Dubbia rimane l'applicabilità della legge n. 3/2012 al socio illimitatamente responsabile di società di persone. In senso affermativo sembrano militare alcune circostanze: quella per cui detto socio non fallisce in via autonoma ai sensi dell'art. 1, ma solo in estensione a mente dell'art. 147 l.fall.; quella per cui egli non ha accesso al concordato preventivo; quella, infine, per cui l'eventuale fallimento della società, quindi pure del socio a titolo personale, incide come causa di risoluzione dell'accordo eventualmente omologato (art. 12, comma 5). In senso contrario paiono deporre, peraltro, due dati convergenti: il riferimento ampio di cui all'art. 6 ai soggetti sic et simpliciter non assoggettabili alle procedure concorsuali vigenti e la circostanza per la quale il socio illimitatamente responsabile generalmente si propone come imprenditore indiretto (Trib. Milano II, 18 agosto 2016 ha ritenuto che il socio accomandatario di una s.a.s. non può accedere alla procedura di composizione della crisi da sovraindebitamento, valorizzando il fatto che ai sensi dell'art. 147 l.fall. i soci illimitatamente responsabili falliscono in estensione al fallimento della società e possono considerarsi assoggettabili alle procedure concorsuali e, di conseguenza, esclusi dall'ammissione al sovraindebitamento ex art. 7).

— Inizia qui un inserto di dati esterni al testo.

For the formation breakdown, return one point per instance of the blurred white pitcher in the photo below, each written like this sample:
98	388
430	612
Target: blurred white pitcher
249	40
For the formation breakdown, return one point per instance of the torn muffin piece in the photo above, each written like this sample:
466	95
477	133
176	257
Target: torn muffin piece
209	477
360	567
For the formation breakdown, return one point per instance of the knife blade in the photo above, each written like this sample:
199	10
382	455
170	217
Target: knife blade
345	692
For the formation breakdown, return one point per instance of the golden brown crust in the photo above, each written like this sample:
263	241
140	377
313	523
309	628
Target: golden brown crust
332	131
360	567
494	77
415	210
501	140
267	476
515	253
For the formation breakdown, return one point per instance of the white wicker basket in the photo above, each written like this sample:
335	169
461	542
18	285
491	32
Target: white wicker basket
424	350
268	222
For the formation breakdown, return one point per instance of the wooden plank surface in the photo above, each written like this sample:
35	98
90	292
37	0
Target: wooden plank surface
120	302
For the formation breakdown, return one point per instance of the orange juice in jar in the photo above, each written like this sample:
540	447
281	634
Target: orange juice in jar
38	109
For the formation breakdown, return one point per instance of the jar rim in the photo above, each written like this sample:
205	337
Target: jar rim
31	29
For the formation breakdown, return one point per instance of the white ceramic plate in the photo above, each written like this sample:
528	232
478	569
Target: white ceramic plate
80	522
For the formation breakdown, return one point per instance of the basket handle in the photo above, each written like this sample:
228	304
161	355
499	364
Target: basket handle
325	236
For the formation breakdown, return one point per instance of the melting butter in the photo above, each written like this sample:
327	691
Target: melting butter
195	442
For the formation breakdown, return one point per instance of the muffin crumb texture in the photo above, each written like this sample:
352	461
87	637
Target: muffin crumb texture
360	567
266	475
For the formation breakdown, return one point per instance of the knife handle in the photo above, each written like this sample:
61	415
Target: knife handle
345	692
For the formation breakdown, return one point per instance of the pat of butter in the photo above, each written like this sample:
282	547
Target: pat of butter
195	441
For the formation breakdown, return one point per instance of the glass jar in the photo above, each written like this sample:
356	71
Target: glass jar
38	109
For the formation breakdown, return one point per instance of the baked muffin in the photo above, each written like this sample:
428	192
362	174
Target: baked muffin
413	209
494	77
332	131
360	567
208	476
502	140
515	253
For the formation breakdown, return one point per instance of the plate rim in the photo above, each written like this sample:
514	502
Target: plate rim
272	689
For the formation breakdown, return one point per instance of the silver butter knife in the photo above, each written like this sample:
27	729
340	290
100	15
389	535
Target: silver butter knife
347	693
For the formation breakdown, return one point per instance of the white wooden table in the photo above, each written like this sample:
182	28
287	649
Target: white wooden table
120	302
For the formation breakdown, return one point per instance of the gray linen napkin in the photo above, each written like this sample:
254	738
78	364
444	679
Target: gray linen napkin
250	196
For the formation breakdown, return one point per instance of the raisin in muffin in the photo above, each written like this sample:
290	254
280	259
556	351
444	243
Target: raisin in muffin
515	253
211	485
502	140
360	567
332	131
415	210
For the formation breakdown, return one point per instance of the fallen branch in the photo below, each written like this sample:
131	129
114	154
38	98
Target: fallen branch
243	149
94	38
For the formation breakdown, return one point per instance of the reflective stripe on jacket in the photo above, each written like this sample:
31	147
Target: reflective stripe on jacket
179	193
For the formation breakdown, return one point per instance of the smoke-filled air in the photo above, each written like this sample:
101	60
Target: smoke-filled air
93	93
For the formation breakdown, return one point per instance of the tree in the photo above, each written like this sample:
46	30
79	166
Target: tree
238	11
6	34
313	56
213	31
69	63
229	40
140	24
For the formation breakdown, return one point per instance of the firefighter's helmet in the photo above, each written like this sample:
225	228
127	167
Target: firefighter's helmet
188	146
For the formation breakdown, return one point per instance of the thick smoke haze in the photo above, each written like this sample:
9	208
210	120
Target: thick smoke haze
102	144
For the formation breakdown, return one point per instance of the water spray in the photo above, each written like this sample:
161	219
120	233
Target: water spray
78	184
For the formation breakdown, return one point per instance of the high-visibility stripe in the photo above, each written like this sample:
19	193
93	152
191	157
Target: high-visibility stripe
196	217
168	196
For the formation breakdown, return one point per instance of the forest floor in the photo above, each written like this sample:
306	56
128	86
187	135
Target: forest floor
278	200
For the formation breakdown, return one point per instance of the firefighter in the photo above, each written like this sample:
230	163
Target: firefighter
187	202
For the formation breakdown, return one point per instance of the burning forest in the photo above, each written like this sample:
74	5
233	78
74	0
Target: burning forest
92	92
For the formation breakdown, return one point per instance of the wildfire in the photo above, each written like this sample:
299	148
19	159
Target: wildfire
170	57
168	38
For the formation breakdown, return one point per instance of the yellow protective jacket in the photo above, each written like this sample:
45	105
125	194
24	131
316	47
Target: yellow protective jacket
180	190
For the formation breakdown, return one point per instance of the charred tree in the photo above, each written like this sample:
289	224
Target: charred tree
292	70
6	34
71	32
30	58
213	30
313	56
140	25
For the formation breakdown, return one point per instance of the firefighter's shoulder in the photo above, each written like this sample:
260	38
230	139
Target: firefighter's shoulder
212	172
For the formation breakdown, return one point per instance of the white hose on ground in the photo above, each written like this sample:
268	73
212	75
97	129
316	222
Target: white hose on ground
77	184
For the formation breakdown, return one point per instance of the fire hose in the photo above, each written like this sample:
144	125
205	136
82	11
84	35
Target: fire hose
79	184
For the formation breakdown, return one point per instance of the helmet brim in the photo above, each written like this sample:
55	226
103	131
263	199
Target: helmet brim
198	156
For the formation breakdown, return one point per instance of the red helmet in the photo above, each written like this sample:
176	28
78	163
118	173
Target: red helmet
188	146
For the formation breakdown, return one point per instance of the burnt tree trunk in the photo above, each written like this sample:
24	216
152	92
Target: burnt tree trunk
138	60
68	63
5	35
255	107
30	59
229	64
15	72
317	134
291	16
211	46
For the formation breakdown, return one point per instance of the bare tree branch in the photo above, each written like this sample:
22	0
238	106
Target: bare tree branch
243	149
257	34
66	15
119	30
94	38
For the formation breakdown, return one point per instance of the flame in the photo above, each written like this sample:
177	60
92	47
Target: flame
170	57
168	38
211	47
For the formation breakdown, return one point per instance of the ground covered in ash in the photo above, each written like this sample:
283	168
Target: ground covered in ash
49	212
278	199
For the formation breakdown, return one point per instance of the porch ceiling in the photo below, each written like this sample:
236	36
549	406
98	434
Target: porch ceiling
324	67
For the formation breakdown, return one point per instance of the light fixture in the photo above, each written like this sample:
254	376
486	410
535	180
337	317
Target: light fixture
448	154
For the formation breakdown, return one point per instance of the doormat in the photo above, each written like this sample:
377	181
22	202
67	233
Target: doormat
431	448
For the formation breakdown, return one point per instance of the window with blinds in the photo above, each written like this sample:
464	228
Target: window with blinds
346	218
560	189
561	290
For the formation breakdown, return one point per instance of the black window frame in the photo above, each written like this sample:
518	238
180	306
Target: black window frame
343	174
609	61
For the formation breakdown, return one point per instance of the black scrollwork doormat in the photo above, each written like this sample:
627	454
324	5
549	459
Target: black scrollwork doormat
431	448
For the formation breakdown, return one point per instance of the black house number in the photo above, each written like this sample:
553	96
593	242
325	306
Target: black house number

Nel caso di decorso del termine di un anno dal venir meno della responsabilità illimitata, non vi sono ragioni per escludere l'accesso all'accordo di cui all'art. 7, comma 1.

Pochi dubbi che gli strumenti della legge n. 3/2012 siano aperti ai fideiussori che abbiano garantito debiti di un imprenditore fallito, posto che essi sono ex lege non fallibili e non potrebbero altrimenti ottenere l'esdebitazione. In particolare, poiché è assoggettabile alle procedure concorsuali chi assume la veste di imprenditore in senso giuridico formale, non invece l'imprenditore in senso economico (ossia colui che esercita attività imprenditoriale attraverso società di capitali a lui riconducibili), ben potranno avvalersi della disciplina sul sovraindebitamento i soci e gli amministratori di società di capitali, che, in ipotesi, abbiano garantito con fideiussioni debiti della società.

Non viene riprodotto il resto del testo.